21 Mayıs 2018 Pazartesi

Kelebek


Bir şeye başlamak değil bitirmek beni canlandırıyor. Bitirmek derken noktayı koymaktan bahsetmiyorum. Beğenime uyabilmeli –oldu,tamam diyebilmeliyim. Bunun için uğraşabilirim. Ta ki doğru yolda olduğumu görene kadar. Kavram karmaşası yaşadığımı, konuları yaydığımı, bu yayıntı içinde ana konuyu kaybettiğimi de biliyorum. O zaman kendimce toparlamam gerekiyor. 
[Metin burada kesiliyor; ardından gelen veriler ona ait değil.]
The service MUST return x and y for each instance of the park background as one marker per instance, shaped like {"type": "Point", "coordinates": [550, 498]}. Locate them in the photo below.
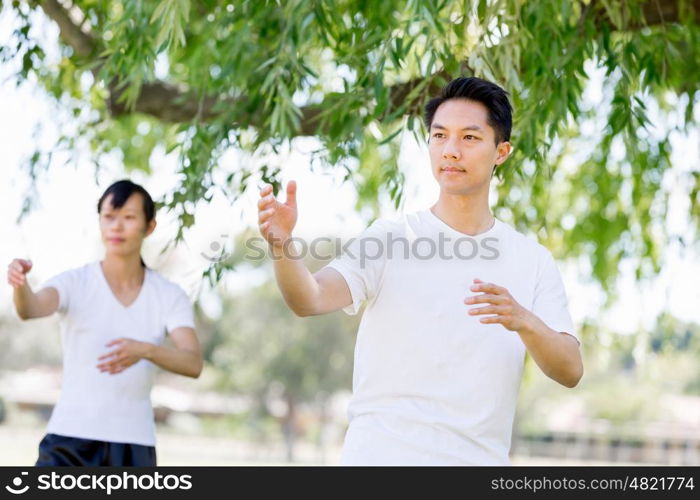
{"type": "Point", "coordinates": [201, 102]}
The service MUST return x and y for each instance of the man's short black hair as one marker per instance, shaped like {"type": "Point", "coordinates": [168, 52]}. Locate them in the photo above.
{"type": "Point", "coordinates": [121, 191]}
{"type": "Point", "coordinates": [500, 112]}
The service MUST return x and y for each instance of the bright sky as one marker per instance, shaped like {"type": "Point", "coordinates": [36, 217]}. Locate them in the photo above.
{"type": "Point", "coordinates": [62, 231]}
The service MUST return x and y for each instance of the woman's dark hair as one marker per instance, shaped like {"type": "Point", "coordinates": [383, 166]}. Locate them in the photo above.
{"type": "Point", "coordinates": [121, 191]}
{"type": "Point", "coordinates": [500, 112]}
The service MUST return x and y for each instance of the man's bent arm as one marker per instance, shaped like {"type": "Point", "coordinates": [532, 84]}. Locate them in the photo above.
{"type": "Point", "coordinates": [308, 294]}
{"type": "Point", "coordinates": [556, 353]}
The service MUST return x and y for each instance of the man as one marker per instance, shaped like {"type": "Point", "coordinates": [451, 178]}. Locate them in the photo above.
{"type": "Point", "coordinates": [441, 345]}
{"type": "Point", "coordinates": [115, 314]}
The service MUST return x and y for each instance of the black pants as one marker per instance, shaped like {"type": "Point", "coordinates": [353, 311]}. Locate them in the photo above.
{"type": "Point", "coordinates": [55, 450]}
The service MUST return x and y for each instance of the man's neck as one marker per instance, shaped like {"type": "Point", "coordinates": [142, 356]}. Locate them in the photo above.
{"type": "Point", "coordinates": [123, 271]}
{"type": "Point", "coordinates": [467, 214]}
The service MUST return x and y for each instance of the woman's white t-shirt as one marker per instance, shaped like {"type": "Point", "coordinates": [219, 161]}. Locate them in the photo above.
{"type": "Point", "coordinates": [101, 406]}
{"type": "Point", "coordinates": [431, 384]}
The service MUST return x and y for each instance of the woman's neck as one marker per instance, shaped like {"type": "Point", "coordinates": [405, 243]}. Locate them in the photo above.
{"type": "Point", "coordinates": [125, 270]}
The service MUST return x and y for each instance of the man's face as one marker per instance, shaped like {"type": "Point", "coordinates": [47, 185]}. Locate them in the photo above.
{"type": "Point", "coordinates": [123, 229]}
{"type": "Point", "coordinates": [462, 146]}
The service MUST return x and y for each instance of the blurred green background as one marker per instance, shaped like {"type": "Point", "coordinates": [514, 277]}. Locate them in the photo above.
{"type": "Point", "coordinates": [203, 101]}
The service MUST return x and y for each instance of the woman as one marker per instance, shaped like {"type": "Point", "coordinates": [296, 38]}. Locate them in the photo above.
{"type": "Point", "coordinates": [114, 317]}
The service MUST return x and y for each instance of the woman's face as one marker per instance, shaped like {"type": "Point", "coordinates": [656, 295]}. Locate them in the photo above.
{"type": "Point", "coordinates": [124, 229]}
Boş kalmak beni dinlendirmiyor. Bir bilinmezlik, sapıtma bataklığına götürüyor. Artık başıma gelenlere yabancı değilim. Kendimi iyi hissetmediğim zamanlarda hedefi küçültmek, başladığım işin uzun zaman gerekmeden bitecek bir şey olması bana daha iyi geliyor. Daha önce konusu nasıl geçti hatırlamıyorum ama bir yerlerde bahsetmiştim sanki, bahçe işlerinden  hoşlanan birinin bahçeye bakabilecek kadar gücü ve zamanı  yoksa balkon saksıları veya salon bitkileri ile uğraşması da aynı mutluluğu veriyormuş. Benim için bu kitap okuma sevgisiyle gündeme geldi. Kitap okumayı çok seven ben bir süredir okumakta zorlanıyordum. Bunu terapistime söyleyince bana okurken dikkati tutup, odaklanmayı kolaylaştıran birşeyden bahsetti. Sonuç olarak şimdi okuduğum sayfanın üzerine  şeffaf sarı renkte bir folyo koyuyorum. Sayfa daha aydınlık ve rahat okunur duruma geldi. Sanırım tekrar daha keyifli okuyabileceğim…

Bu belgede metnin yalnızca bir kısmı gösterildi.